Data Preparation and Cleaning
Model Evaluation
Machine Learning Workflow
Misc.
Einstein Discovery
100

The practice of creating new variables from existing variables in a dataset.

What is feature engineering?

100

A plot of the false positive rate vs the true positive rate for a classification problem. 

What is an ROC curve?

100

The type of machine learning problem when you are predicting whether or not someone will buy your product.

What is classification?

100

The type of machine learning problem where you can use unlabeled data.

What is unsupervised learning?

100

The type of model ED uses.

What is regression? (linear and logistic)

200

Records in a dataset that are rare, extreme events.

What are outliers? 

200

A model that performs well on training data, but poorly on test data. 

What is overfitting?

200

The type of machine learning problem when you are predicting the temperature tomorrow. 

What is regression?

200

The type of scoring I would use to get a predicting immediately.

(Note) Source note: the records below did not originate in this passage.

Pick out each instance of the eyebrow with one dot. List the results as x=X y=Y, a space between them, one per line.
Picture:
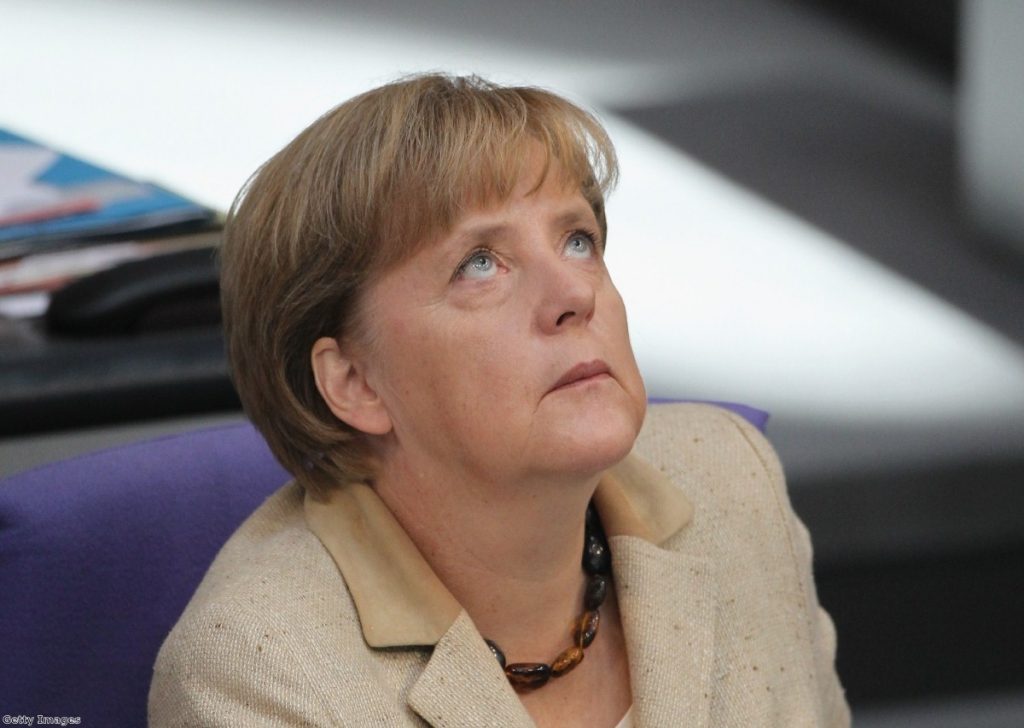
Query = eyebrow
x=576 y=216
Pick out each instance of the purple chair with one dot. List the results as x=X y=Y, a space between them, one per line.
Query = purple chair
x=99 y=555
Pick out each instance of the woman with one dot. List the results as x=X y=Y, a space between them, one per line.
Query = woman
x=421 y=324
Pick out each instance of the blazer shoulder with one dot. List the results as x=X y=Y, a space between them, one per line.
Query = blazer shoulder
x=694 y=441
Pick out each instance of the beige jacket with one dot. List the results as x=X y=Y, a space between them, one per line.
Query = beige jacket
x=712 y=570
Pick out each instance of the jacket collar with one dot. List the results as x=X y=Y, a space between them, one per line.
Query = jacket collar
x=400 y=600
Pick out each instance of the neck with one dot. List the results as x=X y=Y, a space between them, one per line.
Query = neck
x=509 y=552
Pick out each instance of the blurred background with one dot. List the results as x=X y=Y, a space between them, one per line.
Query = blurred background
x=820 y=214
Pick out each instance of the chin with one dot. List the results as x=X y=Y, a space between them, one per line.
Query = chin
x=600 y=441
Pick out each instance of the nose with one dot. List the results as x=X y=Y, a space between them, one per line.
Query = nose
x=567 y=298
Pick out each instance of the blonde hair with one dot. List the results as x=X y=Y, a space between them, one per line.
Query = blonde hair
x=360 y=189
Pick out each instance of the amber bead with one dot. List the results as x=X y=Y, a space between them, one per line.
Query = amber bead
x=595 y=556
x=497 y=651
x=569 y=658
x=527 y=676
x=597 y=590
x=586 y=629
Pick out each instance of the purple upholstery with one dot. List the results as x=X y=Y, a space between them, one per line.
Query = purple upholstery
x=99 y=555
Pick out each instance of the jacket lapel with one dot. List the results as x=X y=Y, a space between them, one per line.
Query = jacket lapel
x=667 y=601
x=463 y=685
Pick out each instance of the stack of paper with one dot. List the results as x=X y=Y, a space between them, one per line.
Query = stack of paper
x=49 y=200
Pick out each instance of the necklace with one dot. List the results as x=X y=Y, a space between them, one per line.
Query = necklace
x=597 y=565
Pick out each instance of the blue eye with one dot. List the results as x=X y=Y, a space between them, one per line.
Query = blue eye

What is real time scoring?

200

The type of machine learning problem ED solves.

What is (binomial) classification and regression?

300

The method of replacing missing values with the mean, median, or mode.

What is imputation? 

300

Table used to see model performance at various threshold values.

What is the confusion matrix?

300

A portion of labeled data that is not used during model training or tuning.

What is a test/holdout set?

300

This type of machine learning algorithm is useful for image, text, and sound data. 

What is deep learning?

300

The type of feature engineering ED does automatically.

What is creating interaction terms?

400

The practice of replacing a single column in a dataset with categorical values with multiple columns with 0/1's for each categorical value.

What is one-hot encoding? 

400

A model fails to produce good results on training data.

What is underfitting?

400

The method for handling imbalanced data where you repeat the occurrences of the underrepresented class to even out the number of records in each class.

What is oversampling?

400

When a column in the dataset feeds answers to my model, causing it to overfit.

What is data leakage?

400

This is the format in which ED shows scoring code to users.

What is R Code?

500

What type of categorical variable is a Yelp rating?

What is an ordinal variable?

500

A regression metric that weighs all errors equally.

What is Mean Absolute Error (MAE)?

500

Split your data into 5 segments and hold out each segment once for validation.

What is 5-fold (n-fold) cross validation? 

500

When evaluating a regression problem, which metric is more sensitive to outliers?

Mean Square Error (MSE)

500

The number of folds used in ED's cross validation. 

What is four?